We use observer pattern when we want to get the updates of an object state. a simple example for this is the UI listeners, like the click listener or the text change listener in the edit text, most of Ui platforms provides you with set of listeners to behave accordingly.

an old habit it that we used to declare Ui listeners as one interface that include more than one function, in that case you can’t use lambda.

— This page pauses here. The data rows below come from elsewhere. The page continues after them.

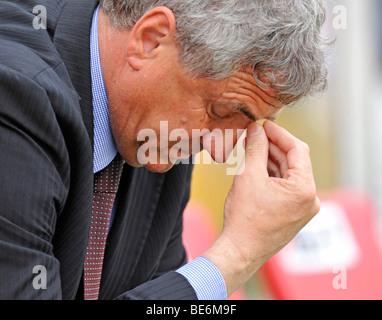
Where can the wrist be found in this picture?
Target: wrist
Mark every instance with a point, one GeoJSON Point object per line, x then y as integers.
{"type": "Point", "coordinates": [234, 267]}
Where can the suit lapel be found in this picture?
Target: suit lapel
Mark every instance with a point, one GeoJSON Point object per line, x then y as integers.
{"type": "Point", "coordinates": [72, 40]}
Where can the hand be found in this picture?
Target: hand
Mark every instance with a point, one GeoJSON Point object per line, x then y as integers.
{"type": "Point", "coordinates": [268, 204]}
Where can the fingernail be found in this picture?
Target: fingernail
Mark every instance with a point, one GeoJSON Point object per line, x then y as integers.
{"type": "Point", "coordinates": [253, 130]}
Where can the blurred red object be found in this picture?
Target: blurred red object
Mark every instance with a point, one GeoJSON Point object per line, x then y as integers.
{"type": "Point", "coordinates": [335, 257]}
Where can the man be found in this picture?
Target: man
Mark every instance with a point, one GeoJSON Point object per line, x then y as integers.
{"type": "Point", "coordinates": [76, 93]}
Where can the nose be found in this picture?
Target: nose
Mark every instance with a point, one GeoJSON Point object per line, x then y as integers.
{"type": "Point", "coordinates": [220, 143]}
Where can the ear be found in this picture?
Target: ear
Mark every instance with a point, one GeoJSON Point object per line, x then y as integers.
{"type": "Point", "coordinates": [155, 29]}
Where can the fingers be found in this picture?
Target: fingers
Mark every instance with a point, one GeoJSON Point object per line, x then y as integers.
{"type": "Point", "coordinates": [257, 150]}
{"type": "Point", "coordinates": [278, 159]}
{"type": "Point", "coordinates": [297, 153]}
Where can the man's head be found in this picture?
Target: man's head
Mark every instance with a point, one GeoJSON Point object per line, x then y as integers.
{"type": "Point", "coordinates": [206, 64]}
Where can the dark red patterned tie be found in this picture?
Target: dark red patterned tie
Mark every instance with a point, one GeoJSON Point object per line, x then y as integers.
{"type": "Point", "coordinates": [106, 184]}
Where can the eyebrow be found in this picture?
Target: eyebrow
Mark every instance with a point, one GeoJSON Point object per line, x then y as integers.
{"type": "Point", "coordinates": [245, 110]}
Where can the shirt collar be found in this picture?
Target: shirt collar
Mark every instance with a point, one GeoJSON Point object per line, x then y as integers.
{"type": "Point", "coordinates": [104, 144]}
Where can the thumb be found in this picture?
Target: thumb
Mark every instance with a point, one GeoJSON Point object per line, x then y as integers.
{"type": "Point", "coordinates": [257, 150]}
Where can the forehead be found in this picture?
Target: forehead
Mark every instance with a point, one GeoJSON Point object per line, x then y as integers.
{"type": "Point", "coordinates": [242, 90]}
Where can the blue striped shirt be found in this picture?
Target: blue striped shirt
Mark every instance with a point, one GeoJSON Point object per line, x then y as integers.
{"type": "Point", "coordinates": [201, 273]}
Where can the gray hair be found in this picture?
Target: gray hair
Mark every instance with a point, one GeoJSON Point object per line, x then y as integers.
{"type": "Point", "coordinates": [280, 39]}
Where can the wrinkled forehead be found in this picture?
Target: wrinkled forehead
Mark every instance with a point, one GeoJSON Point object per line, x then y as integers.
{"type": "Point", "coordinates": [242, 91]}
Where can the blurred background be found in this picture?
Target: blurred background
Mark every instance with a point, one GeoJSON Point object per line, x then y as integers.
{"type": "Point", "coordinates": [338, 256]}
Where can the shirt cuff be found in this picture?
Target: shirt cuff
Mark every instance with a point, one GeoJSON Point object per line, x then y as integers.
{"type": "Point", "coordinates": [205, 278]}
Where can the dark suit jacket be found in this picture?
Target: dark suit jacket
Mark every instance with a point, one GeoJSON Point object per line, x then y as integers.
{"type": "Point", "coordinates": [46, 161]}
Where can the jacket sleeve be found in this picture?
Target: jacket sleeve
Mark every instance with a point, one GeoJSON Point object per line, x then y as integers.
{"type": "Point", "coordinates": [32, 191]}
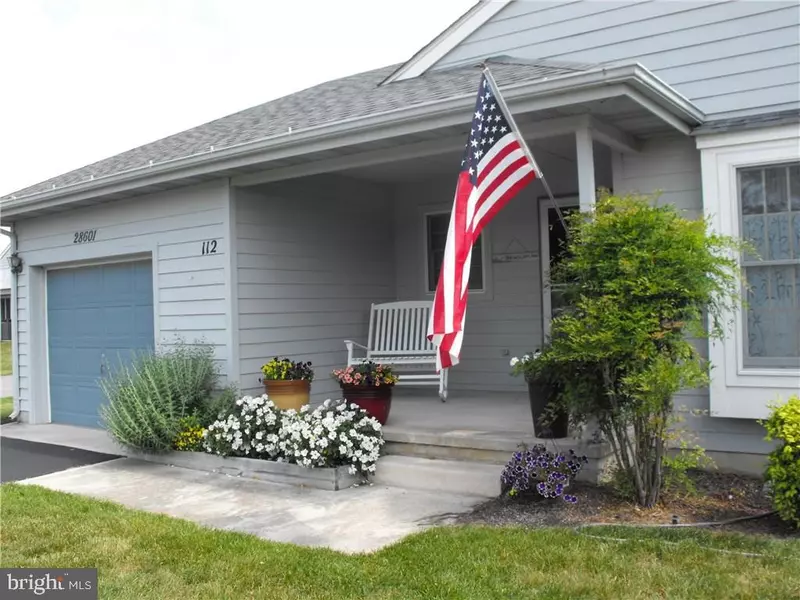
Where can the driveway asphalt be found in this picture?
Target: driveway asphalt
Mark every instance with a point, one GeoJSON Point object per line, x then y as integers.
{"type": "Point", "coordinates": [20, 459]}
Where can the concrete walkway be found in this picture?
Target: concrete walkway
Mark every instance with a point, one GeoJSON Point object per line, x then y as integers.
{"type": "Point", "coordinates": [83, 438]}
{"type": "Point", "coordinates": [361, 519]}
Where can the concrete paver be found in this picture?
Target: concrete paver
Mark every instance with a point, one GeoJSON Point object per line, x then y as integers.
{"type": "Point", "coordinates": [361, 519]}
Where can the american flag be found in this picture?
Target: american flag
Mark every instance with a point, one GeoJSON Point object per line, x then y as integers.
{"type": "Point", "coordinates": [494, 168]}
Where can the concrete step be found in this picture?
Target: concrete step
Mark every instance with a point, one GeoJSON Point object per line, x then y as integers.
{"type": "Point", "coordinates": [491, 449]}
{"type": "Point", "coordinates": [453, 476]}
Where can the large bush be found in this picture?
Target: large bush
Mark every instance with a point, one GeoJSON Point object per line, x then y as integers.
{"type": "Point", "coordinates": [640, 281]}
{"type": "Point", "coordinates": [148, 398]}
{"type": "Point", "coordinates": [783, 471]}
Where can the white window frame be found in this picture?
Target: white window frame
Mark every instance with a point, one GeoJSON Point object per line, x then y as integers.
{"type": "Point", "coordinates": [737, 391]}
{"type": "Point", "coordinates": [544, 253]}
{"type": "Point", "coordinates": [484, 293]}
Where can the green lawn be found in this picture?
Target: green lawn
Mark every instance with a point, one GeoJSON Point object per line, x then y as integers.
{"type": "Point", "coordinates": [5, 358]}
{"type": "Point", "coordinates": [141, 555]}
{"type": "Point", "coordinates": [6, 406]}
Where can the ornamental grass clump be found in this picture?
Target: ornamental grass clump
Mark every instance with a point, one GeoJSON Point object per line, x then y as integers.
{"type": "Point", "coordinates": [549, 474]}
{"type": "Point", "coordinates": [148, 398]}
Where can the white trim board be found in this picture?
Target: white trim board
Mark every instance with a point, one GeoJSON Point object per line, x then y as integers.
{"type": "Point", "coordinates": [451, 37]}
{"type": "Point", "coordinates": [738, 391]}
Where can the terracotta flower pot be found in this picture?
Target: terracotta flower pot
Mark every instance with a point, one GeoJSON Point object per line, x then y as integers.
{"type": "Point", "coordinates": [540, 396]}
{"type": "Point", "coordinates": [376, 400]}
{"type": "Point", "coordinates": [288, 394]}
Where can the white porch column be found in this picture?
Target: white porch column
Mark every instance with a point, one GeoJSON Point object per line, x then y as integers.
{"type": "Point", "coordinates": [585, 154]}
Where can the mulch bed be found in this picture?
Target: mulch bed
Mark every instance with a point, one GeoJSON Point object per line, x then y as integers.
{"type": "Point", "coordinates": [719, 497]}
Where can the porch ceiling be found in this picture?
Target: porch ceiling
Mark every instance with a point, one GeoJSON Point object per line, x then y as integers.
{"type": "Point", "coordinates": [423, 153]}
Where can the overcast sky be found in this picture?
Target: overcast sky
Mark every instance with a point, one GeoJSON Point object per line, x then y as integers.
{"type": "Point", "coordinates": [85, 79]}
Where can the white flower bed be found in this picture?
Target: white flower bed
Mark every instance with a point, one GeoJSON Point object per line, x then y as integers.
{"type": "Point", "coordinates": [333, 434]}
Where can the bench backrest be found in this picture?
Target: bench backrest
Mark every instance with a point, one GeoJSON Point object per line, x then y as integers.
{"type": "Point", "coordinates": [400, 329]}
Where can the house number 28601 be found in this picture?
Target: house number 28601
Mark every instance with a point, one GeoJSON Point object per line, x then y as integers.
{"type": "Point", "coordinates": [209, 247]}
{"type": "Point", "coordinates": [81, 237]}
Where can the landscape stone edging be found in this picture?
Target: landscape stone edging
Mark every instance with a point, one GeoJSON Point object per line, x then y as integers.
{"type": "Point", "coordinates": [333, 478]}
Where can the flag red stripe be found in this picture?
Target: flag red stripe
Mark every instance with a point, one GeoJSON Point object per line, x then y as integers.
{"type": "Point", "coordinates": [488, 167]}
{"type": "Point", "coordinates": [503, 200]}
{"type": "Point", "coordinates": [498, 180]}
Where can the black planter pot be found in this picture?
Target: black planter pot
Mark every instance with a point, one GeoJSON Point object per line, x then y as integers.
{"type": "Point", "coordinates": [540, 395]}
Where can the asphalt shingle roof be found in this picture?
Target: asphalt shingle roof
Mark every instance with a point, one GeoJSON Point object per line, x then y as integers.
{"type": "Point", "coordinates": [355, 96]}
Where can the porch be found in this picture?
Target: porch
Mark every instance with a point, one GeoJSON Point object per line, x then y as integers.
{"type": "Point", "coordinates": [315, 252]}
{"type": "Point", "coordinates": [319, 238]}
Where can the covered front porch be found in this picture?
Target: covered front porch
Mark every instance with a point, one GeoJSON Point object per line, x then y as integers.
{"type": "Point", "coordinates": [315, 252]}
{"type": "Point", "coordinates": [319, 238]}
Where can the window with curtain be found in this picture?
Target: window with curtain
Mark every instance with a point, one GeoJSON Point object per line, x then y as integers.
{"type": "Point", "coordinates": [769, 208]}
{"type": "Point", "coordinates": [436, 233]}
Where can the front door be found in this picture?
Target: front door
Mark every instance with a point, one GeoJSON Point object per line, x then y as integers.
{"type": "Point", "coordinates": [553, 245]}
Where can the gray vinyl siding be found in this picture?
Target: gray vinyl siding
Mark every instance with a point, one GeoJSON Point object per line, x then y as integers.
{"type": "Point", "coordinates": [729, 58]}
{"type": "Point", "coordinates": [508, 316]}
{"type": "Point", "coordinates": [312, 256]}
{"type": "Point", "coordinates": [671, 166]}
{"type": "Point", "coordinates": [169, 227]}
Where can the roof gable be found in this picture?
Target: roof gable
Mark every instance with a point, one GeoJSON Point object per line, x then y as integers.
{"type": "Point", "coordinates": [443, 43]}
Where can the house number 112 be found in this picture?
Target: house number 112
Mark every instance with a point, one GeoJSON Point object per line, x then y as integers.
{"type": "Point", "coordinates": [209, 247]}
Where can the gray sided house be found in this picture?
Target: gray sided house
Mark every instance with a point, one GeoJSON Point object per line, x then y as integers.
{"type": "Point", "coordinates": [273, 230]}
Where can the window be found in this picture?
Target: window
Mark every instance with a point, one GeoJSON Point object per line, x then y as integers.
{"type": "Point", "coordinates": [751, 190]}
{"type": "Point", "coordinates": [436, 226]}
{"type": "Point", "coordinates": [769, 206]}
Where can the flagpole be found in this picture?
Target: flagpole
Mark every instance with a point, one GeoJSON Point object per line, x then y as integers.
{"type": "Point", "coordinates": [525, 148]}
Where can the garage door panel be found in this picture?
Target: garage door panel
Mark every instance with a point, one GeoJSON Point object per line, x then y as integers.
{"type": "Point", "coordinates": [62, 361]}
{"type": "Point", "coordinates": [101, 315]}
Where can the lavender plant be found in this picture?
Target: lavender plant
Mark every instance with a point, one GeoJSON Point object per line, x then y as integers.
{"type": "Point", "coordinates": [548, 473]}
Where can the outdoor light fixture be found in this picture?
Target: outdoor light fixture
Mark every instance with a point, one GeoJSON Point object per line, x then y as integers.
{"type": "Point", "coordinates": [15, 261]}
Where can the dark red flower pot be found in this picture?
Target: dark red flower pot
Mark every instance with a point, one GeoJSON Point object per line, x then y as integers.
{"type": "Point", "coordinates": [376, 400]}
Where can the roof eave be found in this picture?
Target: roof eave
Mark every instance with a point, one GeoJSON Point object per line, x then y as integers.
{"type": "Point", "coordinates": [633, 80]}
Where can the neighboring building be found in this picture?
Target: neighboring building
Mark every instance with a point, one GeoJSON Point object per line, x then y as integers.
{"type": "Point", "coordinates": [273, 230]}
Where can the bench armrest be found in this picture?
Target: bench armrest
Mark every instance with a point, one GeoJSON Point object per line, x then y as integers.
{"type": "Point", "coordinates": [350, 347]}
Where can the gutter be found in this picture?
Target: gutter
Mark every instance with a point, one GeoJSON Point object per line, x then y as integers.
{"type": "Point", "coordinates": [356, 130]}
{"type": "Point", "coordinates": [12, 235]}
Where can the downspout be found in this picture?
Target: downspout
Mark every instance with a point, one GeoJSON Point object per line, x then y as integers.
{"type": "Point", "coordinates": [12, 235]}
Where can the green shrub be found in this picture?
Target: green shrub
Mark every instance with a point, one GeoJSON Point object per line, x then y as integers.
{"type": "Point", "coordinates": [190, 435]}
{"type": "Point", "coordinates": [217, 405]}
{"type": "Point", "coordinates": [783, 471]}
{"type": "Point", "coordinates": [640, 281]}
{"type": "Point", "coordinates": [148, 398]}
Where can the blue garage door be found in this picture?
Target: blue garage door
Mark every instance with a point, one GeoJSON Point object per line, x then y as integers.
{"type": "Point", "coordinates": [96, 316]}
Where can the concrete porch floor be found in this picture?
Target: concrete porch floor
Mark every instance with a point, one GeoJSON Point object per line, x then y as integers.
{"type": "Point", "coordinates": [482, 421]}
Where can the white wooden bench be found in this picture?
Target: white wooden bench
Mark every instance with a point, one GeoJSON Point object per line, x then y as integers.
{"type": "Point", "coordinates": [398, 337]}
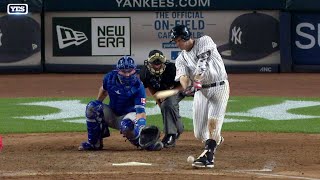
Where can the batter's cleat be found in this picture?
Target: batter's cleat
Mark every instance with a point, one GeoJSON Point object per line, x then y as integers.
{"type": "Point", "coordinates": [206, 159]}
{"type": "Point", "coordinates": [86, 146]}
{"type": "Point", "coordinates": [203, 162]}
{"type": "Point", "coordinates": [169, 140]}
{"type": "Point", "coordinates": [221, 141]}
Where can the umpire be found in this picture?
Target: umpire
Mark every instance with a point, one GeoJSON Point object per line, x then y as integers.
{"type": "Point", "coordinates": [158, 74]}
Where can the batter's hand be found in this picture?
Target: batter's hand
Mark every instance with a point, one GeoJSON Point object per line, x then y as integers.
{"type": "Point", "coordinates": [197, 85]}
{"type": "Point", "coordinates": [189, 91]}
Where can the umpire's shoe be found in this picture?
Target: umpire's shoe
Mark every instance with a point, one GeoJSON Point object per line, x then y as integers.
{"type": "Point", "coordinates": [86, 146]}
{"type": "Point", "coordinates": [169, 140]}
{"type": "Point", "coordinates": [206, 159]}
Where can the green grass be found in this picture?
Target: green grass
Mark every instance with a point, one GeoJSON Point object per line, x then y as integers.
{"type": "Point", "coordinates": [11, 112]}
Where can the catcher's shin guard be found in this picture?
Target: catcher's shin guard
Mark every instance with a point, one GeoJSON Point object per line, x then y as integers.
{"type": "Point", "coordinates": [131, 130]}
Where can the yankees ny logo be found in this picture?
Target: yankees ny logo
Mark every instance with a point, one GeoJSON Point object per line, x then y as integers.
{"type": "Point", "coordinates": [236, 35]}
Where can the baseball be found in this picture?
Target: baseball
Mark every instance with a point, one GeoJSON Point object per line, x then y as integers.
{"type": "Point", "coordinates": [190, 159]}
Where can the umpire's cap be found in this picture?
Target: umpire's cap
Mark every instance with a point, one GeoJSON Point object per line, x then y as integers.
{"type": "Point", "coordinates": [156, 57]}
{"type": "Point", "coordinates": [180, 31]}
{"type": "Point", "coordinates": [20, 37]}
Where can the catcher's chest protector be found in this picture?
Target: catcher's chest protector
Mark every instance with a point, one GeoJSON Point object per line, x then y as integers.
{"type": "Point", "coordinates": [121, 97]}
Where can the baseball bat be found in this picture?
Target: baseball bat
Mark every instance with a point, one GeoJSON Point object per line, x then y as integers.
{"type": "Point", "coordinates": [165, 93]}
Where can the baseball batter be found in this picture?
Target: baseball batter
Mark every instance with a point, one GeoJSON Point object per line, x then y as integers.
{"type": "Point", "coordinates": [201, 71]}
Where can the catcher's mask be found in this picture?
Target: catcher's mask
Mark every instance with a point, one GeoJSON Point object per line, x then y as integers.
{"type": "Point", "coordinates": [127, 71]}
{"type": "Point", "coordinates": [156, 62]}
{"type": "Point", "coordinates": [180, 31]}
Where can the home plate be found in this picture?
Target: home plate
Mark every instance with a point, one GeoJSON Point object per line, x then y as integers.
{"type": "Point", "coordinates": [131, 164]}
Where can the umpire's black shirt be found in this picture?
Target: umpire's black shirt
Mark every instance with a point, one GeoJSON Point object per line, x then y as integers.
{"type": "Point", "coordinates": [162, 82]}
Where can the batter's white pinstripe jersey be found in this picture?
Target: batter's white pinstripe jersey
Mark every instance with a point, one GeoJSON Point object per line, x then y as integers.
{"type": "Point", "coordinates": [187, 61]}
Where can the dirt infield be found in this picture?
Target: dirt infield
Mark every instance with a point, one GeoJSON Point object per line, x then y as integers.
{"type": "Point", "coordinates": [246, 155]}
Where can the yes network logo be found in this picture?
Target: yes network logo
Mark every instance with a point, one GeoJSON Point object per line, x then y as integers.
{"type": "Point", "coordinates": [17, 9]}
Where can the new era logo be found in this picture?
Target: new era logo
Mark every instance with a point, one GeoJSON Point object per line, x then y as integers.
{"type": "Point", "coordinates": [68, 37]}
{"type": "Point", "coordinates": [17, 8]}
{"type": "Point", "coordinates": [236, 35]}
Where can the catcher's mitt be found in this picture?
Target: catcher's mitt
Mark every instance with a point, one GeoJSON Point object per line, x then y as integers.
{"type": "Point", "coordinates": [149, 135]}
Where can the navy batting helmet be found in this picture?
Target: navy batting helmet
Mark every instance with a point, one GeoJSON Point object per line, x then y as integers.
{"type": "Point", "coordinates": [180, 31]}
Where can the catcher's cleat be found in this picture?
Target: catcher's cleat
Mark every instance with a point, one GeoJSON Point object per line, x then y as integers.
{"type": "Point", "coordinates": [169, 140]}
{"type": "Point", "coordinates": [203, 161]}
{"type": "Point", "coordinates": [86, 146]}
{"type": "Point", "coordinates": [155, 147]}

So it’s better to untie that interface and make each function of it as SAM.

if you are an Android developer you should be familiar with the TextWatcher.

public interface TextWatcher extends NoCopySpan {
    public void beforeTextChanged(CharSequence s, int start,
                                  int count, int after);
 
    public void onTextChanged(CharSequence s, 
                              int start, int before, int count);
   
    public void afterTextChanged(Editable s);
}

here you can’t just to listen to text changes, you’ll still have to override the other tow, which is annoying .. but the good news that androidx core package provide nicer syntax. you just use what you need.

val editText = EditText(this)
editText.addTextChangedListener { 
   //do something
 }

So observer pattern became just passing lambda.

The idea of passing code that will be executed later is the key of understanding functional programming. this code is usually a lambda. all we need is to define the function signature. and the other is just an implementation detail.

lambda design patterns

if we could write a summer function in old imperative way it may look like this

fun totalValues(list: List<Int>): Int {
    var sum = 0
    for (element in list) {
        sum += element
    }
    return sum
}

What if we need the sum of just the even values? well a straightforward solution, we could just copy past this function and adding a slight modification.

fun totalEvenValues(list: List<Int>): Int {
    var sum = 0
    for (element in list) {
        if (element % 2 == 0) sum += element
    }
    return sum
}

now a new requirement came, what if we need the sum of odd values, you got it right, we copy paste and create a third function.

fun totalOddValues(list: List<Int>): Int {
    var sum = 0
    for (element in list) {
        if (element % 2 != 0) sum += element
    }
    return sum
}

I think you got the idea, but now you have in your belt a powerful tool you could use lambda, let’s think what is the piece of code you changed each previous time. and we could just pass it to our total function so we defer the implementation to the user of this function.

it’s obvious is the condition, we test element and if it pass the the test we add it to the sum, this in lambda could be written like this.

fun totalValues(list: List<Int>, selector: (Int) -> Boolean): Int {
    var sum = 0
    for (element in list) {
        if (selector(element)) sum += element
    }
    return sum
}

now it’s just one function, when we use it will be just simple as that

//sum of even numbers
println(totalValues(listOf(1, 2, 3, 4)) { it % 2 == 0 }) 
//sum of odd numbers
println(totalValues(listOf(1, 2, 3, 4)) { it % 2 != 0 })

this lambda we wrote, could be found as Predicateinterface in Rxjava or even in the functional interfaces in Java8. what we achieved till now that we extracted the changing part of code, made it more flexible.

I hope you get the idea of the importance of using lambda and how it could change the way you write code.